The Public Company Accounting Oversight Board today voted unanimously to propose for public comment a standard that would apply when auditors report on the elimination of a material weakness in a company's internal control over financial reporting. The proposed standard would establish a voluntary engagement that would be performed at the election of the company.
Section 404 of the Sarbanes-Oxley Act of 2002 requires public companies to annually provide the investing public with an assessment of the company’s internal control over financial reporting. The company’s independent auditor must attest to, and report on, management’s assessment. As companies have begun to include these reports in their annual financial statement filings, investors are receiving more information about the company’s financial reporting process than was available to them in the past.
In some cases, the company’s management and auditor agree that the company’s internal control over financial reporting is effective. In other cases, management’s assessment of the company’s internal control may reveal that the company has one or more material weaknesses - a serious defect in the company’s internal control over financial reporting.
When a company eliminates a material weakness, it may determine that disclosure is sufficient.
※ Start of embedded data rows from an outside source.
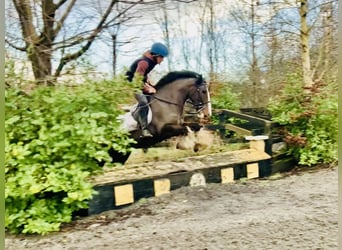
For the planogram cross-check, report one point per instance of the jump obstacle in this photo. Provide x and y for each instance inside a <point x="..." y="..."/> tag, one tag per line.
<point x="127" y="184"/>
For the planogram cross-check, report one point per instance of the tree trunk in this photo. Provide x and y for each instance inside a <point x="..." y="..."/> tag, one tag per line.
<point x="304" y="41"/>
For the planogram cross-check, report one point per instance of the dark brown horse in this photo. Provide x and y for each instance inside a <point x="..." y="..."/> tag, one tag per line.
<point x="167" y="107"/>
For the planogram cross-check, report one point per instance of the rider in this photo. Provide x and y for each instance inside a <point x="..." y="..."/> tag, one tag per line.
<point x="143" y="66"/>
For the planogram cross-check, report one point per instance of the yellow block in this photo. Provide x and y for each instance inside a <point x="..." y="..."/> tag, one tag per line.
<point x="227" y="175"/>
<point x="162" y="186"/>
<point x="252" y="170"/>
<point x="123" y="194"/>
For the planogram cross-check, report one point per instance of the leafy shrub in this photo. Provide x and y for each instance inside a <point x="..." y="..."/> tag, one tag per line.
<point x="224" y="98"/>
<point x="310" y="119"/>
<point x="54" y="138"/>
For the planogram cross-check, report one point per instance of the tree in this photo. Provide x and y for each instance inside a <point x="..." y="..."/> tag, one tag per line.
<point x="59" y="32"/>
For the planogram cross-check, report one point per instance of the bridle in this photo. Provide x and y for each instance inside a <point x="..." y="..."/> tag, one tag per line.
<point x="201" y="105"/>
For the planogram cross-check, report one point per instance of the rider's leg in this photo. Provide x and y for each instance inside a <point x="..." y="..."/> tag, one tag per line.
<point x="142" y="113"/>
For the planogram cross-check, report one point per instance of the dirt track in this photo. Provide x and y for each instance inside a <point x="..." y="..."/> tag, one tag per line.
<point x="295" y="212"/>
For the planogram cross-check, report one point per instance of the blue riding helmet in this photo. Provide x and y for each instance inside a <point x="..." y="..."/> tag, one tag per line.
<point x="160" y="49"/>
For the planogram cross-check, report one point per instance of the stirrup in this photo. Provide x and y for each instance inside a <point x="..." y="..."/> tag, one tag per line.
<point x="146" y="133"/>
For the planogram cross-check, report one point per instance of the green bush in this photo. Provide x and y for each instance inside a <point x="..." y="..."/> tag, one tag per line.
<point x="310" y="120"/>
<point x="53" y="136"/>
<point x="224" y="98"/>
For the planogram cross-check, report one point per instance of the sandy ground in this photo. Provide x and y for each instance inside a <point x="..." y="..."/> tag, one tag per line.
<point x="298" y="211"/>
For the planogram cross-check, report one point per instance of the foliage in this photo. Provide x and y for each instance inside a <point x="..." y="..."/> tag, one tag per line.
<point x="224" y="98"/>
<point x="310" y="119"/>
<point x="54" y="138"/>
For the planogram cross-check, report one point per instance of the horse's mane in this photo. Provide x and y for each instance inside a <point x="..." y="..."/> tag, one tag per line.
<point x="175" y="75"/>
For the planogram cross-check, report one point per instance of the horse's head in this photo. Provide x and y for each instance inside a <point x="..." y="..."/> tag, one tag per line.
<point x="199" y="96"/>
<point x="179" y="86"/>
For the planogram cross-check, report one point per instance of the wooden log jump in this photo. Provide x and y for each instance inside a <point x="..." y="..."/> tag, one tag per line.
<point x="125" y="185"/>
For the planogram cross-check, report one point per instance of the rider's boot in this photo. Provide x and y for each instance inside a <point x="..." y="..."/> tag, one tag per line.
<point x="141" y="114"/>
<point x="142" y="119"/>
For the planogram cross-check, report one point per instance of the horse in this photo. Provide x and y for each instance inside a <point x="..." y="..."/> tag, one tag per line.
<point x="166" y="108"/>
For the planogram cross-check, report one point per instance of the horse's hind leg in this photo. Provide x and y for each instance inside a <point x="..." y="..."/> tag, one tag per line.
<point x="170" y="130"/>
<point x="193" y="125"/>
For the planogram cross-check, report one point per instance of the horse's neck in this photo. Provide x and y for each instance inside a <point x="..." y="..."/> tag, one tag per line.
<point x="173" y="97"/>
<point x="176" y="91"/>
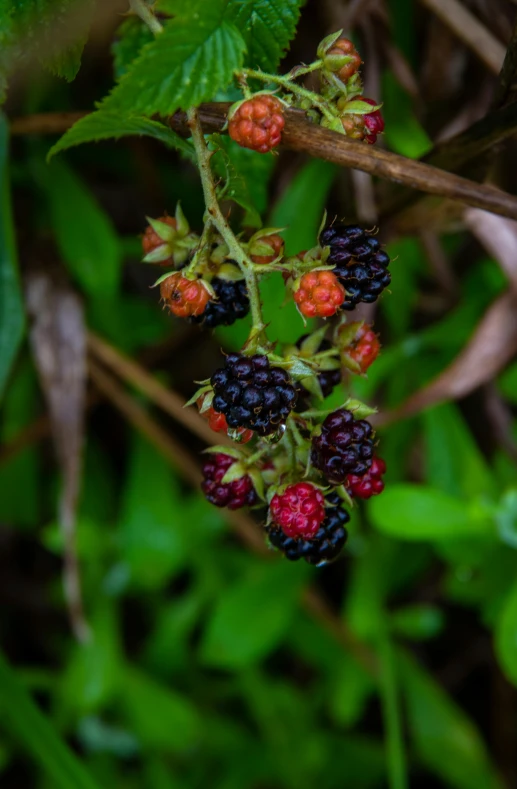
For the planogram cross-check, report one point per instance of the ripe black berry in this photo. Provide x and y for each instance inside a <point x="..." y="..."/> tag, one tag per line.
<point x="230" y="304"/>
<point x="344" y="447"/>
<point x="252" y="394"/>
<point x="359" y="262"/>
<point x="325" y="545"/>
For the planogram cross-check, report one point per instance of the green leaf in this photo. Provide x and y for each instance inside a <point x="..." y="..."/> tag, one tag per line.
<point x="417" y="512"/>
<point x="93" y="674"/>
<point x="453" y="459"/>
<point x="417" y="621"/>
<point x="161" y="718"/>
<point x="445" y="740"/>
<point x="301" y="206"/>
<point x="267" y="26"/>
<point x="506" y="636"/>
<point x="31" y="729"/>
<point x="193" y="57"/>
<point x="151" y="527"/>
<point x="85" y="235"/>
<point x="404" y="133"/>
<point x="103" y="125"/>
<point x="250" y="618"/>
<point x="11" y="304"/>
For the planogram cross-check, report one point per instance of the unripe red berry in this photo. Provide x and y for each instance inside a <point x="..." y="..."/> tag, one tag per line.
<point x="299" y="510"/>
<point x="369" y="484"/>
<point x="276" y="243"/>
<point x="184" y="297"/>
<point x="217" y="422"/>
<point x="234" y="495"/>
<point x="151" y="240"/>
<point x="319" y="294"/>
<point x="344" y="46"/>
<point x="374" y="122"/>
<point x="257" y="123"/>
<point x="365" y="347"/>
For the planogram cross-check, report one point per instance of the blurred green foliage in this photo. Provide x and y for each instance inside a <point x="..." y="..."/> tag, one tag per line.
<point x="204" y="667"/>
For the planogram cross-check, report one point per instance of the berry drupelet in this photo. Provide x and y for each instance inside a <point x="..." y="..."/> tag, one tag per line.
<point x="319" y="294"/>
<point x="359" y="262"/>
<point x="326" y="543"/>
<point x="234" y="495"/>
<point x="299" y="510"/>
<point x="369" y="484"/>
<point x="345" y="446"/>
<point x="257" y="123"/>
<point x="252" y="394"/>
<point x="230" y="304"/>
<point x="184" y="297"/>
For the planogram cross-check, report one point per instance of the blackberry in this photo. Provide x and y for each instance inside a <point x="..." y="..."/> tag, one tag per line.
<point x="359" y="262"/>
<point x="325" y="545"/>
<point x="328" y="379"/>
<point x="234" y="495"/>
<point x="231" y="303"/>
<point x="345" y="446"/>
<point x="252" y="394"/>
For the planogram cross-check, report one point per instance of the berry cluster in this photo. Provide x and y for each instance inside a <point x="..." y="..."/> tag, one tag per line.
<point x="360" y="264"/>
<point x="253" y="394"/>
<point x="307" y="464"/>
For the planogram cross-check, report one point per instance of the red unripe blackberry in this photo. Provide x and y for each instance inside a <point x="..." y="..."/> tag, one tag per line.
<point x="365" y="347"/>
<point x="276" y="243"/>
<point x="369" y="484"/>
<point x="234" y="495"/>
<point x="359" y="262"/>
<point x="343" y="46"/>
<point x="319" y="294"/>
<point x="231" y="303"/>
<point x="184" y="297"/>
<point x="374" y="122"/>
<point x="151" y="240"/>
<point x="253" y="394"/>
<point x="326" y="543"/>
<point x="299" y="510"/>
<point x="257" y="123"/>
<point x="217" y="422"/>
<point x="345" y="446"/>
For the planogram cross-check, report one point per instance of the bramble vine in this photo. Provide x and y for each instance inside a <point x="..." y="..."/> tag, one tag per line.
<point x="306" y="464"/>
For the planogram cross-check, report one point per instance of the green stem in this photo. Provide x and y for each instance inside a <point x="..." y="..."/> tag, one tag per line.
<point x="286" y="83"/>
<point x="216" y="217"/>
<point x="395" y="752"/>
<point x="141" y="9"/>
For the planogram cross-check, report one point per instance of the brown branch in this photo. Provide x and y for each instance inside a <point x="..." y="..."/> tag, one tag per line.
<point x="301" y="135"/>
<point x="470" y="30"/>
<point x="167" y="399"/>
<point x="315" y="605"/>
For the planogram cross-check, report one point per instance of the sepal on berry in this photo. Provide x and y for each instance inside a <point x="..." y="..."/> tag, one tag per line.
<point x="327" y="43"/>
<point x="360" y="410"/>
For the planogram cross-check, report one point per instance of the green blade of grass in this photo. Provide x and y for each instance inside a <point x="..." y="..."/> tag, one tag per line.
<point x="24" y="722"/>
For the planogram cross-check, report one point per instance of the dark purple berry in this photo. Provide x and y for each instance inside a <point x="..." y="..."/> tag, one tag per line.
<point x="343" y="445"/>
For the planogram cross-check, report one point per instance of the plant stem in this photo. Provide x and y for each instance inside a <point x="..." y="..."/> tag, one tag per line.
<point x="286" y="83"/>
<point x="141" y="9"/>
<point x="219" y="222"/>
<point x="395" y="754"/>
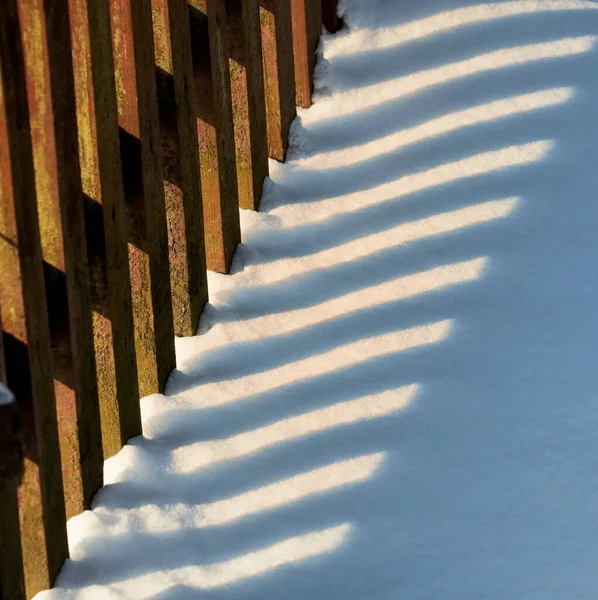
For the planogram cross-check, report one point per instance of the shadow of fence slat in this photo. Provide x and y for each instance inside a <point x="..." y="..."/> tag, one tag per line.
<point x="130" y="134"/>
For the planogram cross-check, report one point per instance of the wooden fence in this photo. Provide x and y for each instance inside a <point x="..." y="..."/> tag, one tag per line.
<point x="130" y="133"/>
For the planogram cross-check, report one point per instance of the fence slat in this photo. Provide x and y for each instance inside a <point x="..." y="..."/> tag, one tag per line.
<point x="133" y="47"/>
<point x="307" y="25"/>
<point x="279" y="74"/>
<point x="25" y="321"/>
<point x="249" y="108"/>
<point x="330" y="15"/>
<point x="216" y="132"/>
<point x="12" y="582"/>
<point x="46" y="34"/>
<point x="182" y="187"/>
<point x="99" y="149"/>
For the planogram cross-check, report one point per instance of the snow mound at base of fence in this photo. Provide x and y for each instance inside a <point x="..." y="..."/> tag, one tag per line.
<point x="394" y="393"/>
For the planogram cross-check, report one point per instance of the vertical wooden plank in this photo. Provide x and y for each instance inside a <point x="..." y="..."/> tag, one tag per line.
<point x="330" y="15"/>
<point x="307" y="24"/>
<point x="46" y="36"/>
<point x="25" y="321"/>
<point x="216" y="132"/>
<point x="141" y="148"/>
<point x="249" y="108"/>
<point x="279" y="74"/>
<point x="182" y="187"/>
<point x="12" y="583"/>
<point x="99" y="153"/>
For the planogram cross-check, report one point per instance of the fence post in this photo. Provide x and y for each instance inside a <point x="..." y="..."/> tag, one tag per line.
<point x="12" y="582"/>
<point x="140" y="142"/>
<point x="249" y="108"/>
<point x="279" y="76"/>
<point x="307" y="26"/>
<point x="45" y="30"/>
<point x="99" y="149"/>
<point x="25" y="321"/>
<point x="182" y="187"/>
<point x="216" y="132"/>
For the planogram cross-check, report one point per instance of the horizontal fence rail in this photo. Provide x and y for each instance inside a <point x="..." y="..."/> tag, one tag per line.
<point x="130" y="135"/>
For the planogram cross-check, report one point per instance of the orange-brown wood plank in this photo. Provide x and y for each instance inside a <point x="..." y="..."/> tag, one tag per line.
<point x="216" y="132"/>
<point x="249" y="108"/>
<point x="12" y="582"/>
<point x="45" y="30"/>
<point x="330" y="15"/>
<point x="99" y="152"/>
<point x="25" y="322"/>
<point x="279" y="73"/>
<point x="307" y="25"/>
<point x="182" y="187"/>
<point x="141" y="149"/>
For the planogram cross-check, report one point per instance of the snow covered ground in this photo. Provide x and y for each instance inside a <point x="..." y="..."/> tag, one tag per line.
<point x="395" y="396"/>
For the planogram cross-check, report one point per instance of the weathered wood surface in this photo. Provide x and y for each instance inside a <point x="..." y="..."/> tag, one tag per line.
<point x="279" y="73"/>
<point x="12" y="582"/>
<point x="45" y="29"/>
<point x="141" y="155"/>
<point x="122" y="125"/>
<point x="99" y="152"/>
<point x="249" y="108"/>
<point x="307" y="24"/>
<point x="180" y="144"/>
<point x="25" y="322"/>
<point x="215" y="128"/>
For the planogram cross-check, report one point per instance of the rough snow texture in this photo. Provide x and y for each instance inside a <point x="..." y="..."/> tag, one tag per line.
<point x="395" y="395"/>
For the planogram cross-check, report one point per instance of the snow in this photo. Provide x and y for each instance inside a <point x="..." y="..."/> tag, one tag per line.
<point x="394" y="395"/>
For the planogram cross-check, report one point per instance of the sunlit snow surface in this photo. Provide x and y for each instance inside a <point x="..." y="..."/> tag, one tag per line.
<point x="395" y="395"/>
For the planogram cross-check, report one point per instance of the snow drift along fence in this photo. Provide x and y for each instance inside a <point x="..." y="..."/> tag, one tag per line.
<point x="130" y="133"/>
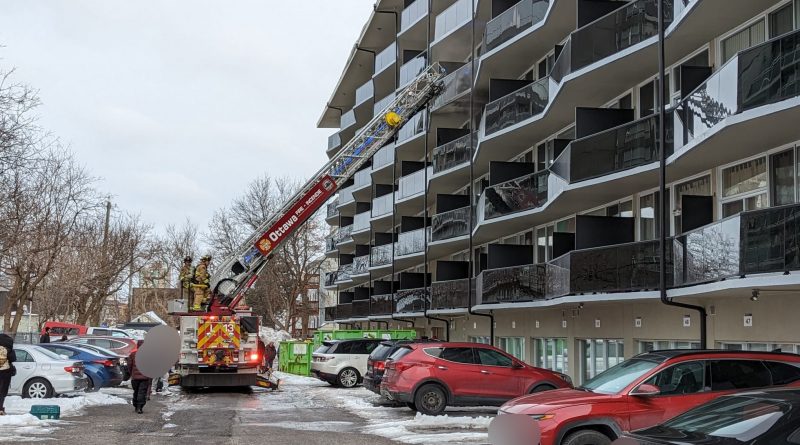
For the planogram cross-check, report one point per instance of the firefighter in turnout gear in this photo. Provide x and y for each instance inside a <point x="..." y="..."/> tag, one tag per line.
<point x="185" y="277"/>
<point x="200" y="283"/>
Investors and companies, however, have called for the ability to bolster confidence in management’s assertions about those internal control improvements with the added assurance of the company’s independent auditor. The Board, therefore, proposed a standard for auditors to provide this assurance when, in the company’s judgment, such assurance would be appropriate.
The proposed standard would establish a stand-alone engagement that is entirely voluntary, performed only at the request of the company. Providing a specific standard governing such auditor reporting will facilitate implementation of the requirements of Section 404 of the Act and provide for additional assurance regarding the reliability of public company financial reporting.
The Board will seek comments on the proposed standard for 45 days and will carefully consider all comments received. Following the close of the comment period on May 16, 2005, the Board will determine whether to adopt a final standard, with or without amendments. Any final standard adopted will be submitted to the Securities and Exchange Commission for approval.
The archived webcast of the Board meeting can be found on the Board's Web site.